By Jan GallettaFriday's launch of the third annual UFO Festival is a nod to the curious aerial masses that numerous residents of the DeKalb County town said they saw in March of 1989, according to Mayor Larry Lingerfelt. But this time around, he said, UFO is an acronym for a two-day "unforgettable family outing."
Mayor Lingerfelt said he didn't witness the red lights and banana-shaped ships that supposedly coursed across the night sky above the Sand Mountain community -- oddities that caused thousands of inquisitive gawkers to descend soon after on Fyffe, a town of about 1,000 population.
"But they were seen more than once," he said. "They were seen by a lot of people, including our police department and some other ones (area police departments), too."
"We had (media) broadcasts from here to all over the country. It kind of put us on the map."
Some 42 years before the Fyffe phenomena, the desert hamlet of Roswell, N.M., marked an incident that many credit with spawning the modern UFO-tracking era, according to news accounts.
Records show the event stemmed from the Roswell-based 509 Bomb Group's news item issued in July 1947, noting that crews had recovered a crashed saucer-shaped spacecraft on a remote ranch. Military brass swiftly issued a retraction, explaining that the disk was actually a burst weather balloon.
But in 1978, a former high-ranking officer at the base gave an interview, asserting an alien ship had indeed been found at Roswell. His claim gave the legend new legs, and last month, some 50,000 UFO buffs made the desert pilgrimage to observe the incident's 60th anniversary, news reports show.
The Chattanooga area has had many UFO sightings, said David Kammer of Brainerd. He said that in the 1960s, he interviewed UFO observers for the National Investigative Committee of Aerial Phenomena.
"We went out and investigated when people reported seeing aerial phenomena," said Mr. Kammer, a retired engineer. "We went throughout the Southeast to such cities as Johnson City, Tenn."
Mr. Kammer said no Chattanooga encounter he investigated featured photographed phenomena.
"I was interested in the subject at the time but haven't been into it for a long time now," he said. "But there were quite a few (reported sightings) back then. I suspect there are today, too."
During one week in October of 1973, at least three accounts of supposed UFO sightings appeared in Chattanooga newspapers, records show. One quoted two Ooltewah women as having seen red and yellow objects flying overhead. It left burned spots in a vacant lot near their homes, the story said.
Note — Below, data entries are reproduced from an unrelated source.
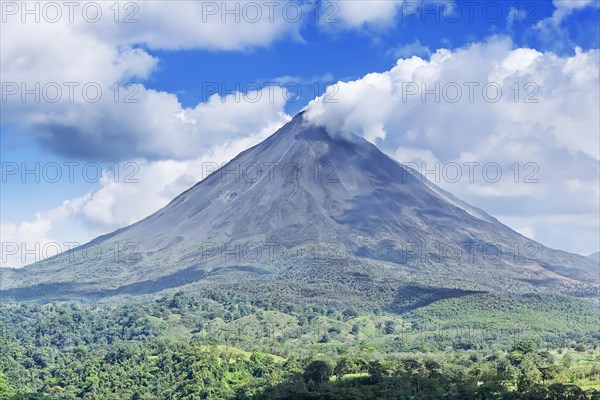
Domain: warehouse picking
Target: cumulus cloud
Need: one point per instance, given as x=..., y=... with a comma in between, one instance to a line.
x=552, y=32
x=530, y=116
x=116, y=202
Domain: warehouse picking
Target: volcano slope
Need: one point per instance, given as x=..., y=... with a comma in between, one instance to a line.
x=310, y=216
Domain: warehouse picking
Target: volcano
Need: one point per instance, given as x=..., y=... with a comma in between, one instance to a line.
x=312, y=215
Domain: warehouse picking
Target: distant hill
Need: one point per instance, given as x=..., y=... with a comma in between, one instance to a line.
x=306, y=215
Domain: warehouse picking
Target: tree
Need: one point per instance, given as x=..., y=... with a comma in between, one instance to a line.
x=5, y=392
x=343, y=366
x=389, y=328
x=318, y=371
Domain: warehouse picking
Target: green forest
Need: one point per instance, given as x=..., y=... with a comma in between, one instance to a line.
x=225, y=346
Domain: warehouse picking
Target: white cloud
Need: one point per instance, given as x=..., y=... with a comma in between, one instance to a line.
x=547, y=151
x=116, y=202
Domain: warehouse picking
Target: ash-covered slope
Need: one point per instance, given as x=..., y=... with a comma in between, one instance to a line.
x=304, y=209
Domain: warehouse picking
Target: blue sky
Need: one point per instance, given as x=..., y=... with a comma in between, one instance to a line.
x=178, y=56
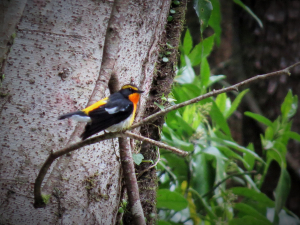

Two days after that, reporters wrote about the "luminous oblong object" that several interviewees claimed to have ogled in Alton Park, around the Charles A. Bell school. Among the witnesses weighing in with personal testaments were two police officers, Capt. Oscar Eaves and Sgt. Lester Schell.
Three days later came a published account of a "long narrow light that changed shapes," by the description of Mrs. Paul Heiner, of Berkeley Circle.
Mayor Lingerfelt said he knows of no repeat sightings in Fyffe since the 1989 incidents.
"But it got to where people (who'd claimed to see a UFO) had been ridiculed," he said. "They might not have spoken up, if they'd seen anything else."
He said that instead of hiding that heritage, Fyffe now capitalizes on it as a visitor draw, seeded by a $10,000 tourism grant from the legislature that also proclaimed it the state's UFO hotbed.
"Ider, Ala., has its Mule Day," he said. "UFOs are what we're famous for."
The UFO festival features hot-air balloon rides, continuous live entertainment, and arts-and-crafts vendors, among other highlights of the daylight-to-dusk celebration.
And while Mayor Lingerfelt said it's possible the glowing airships may spark new reports of curious flying objects, "We hope they won't be flat balloons, like they said they were in Roswell."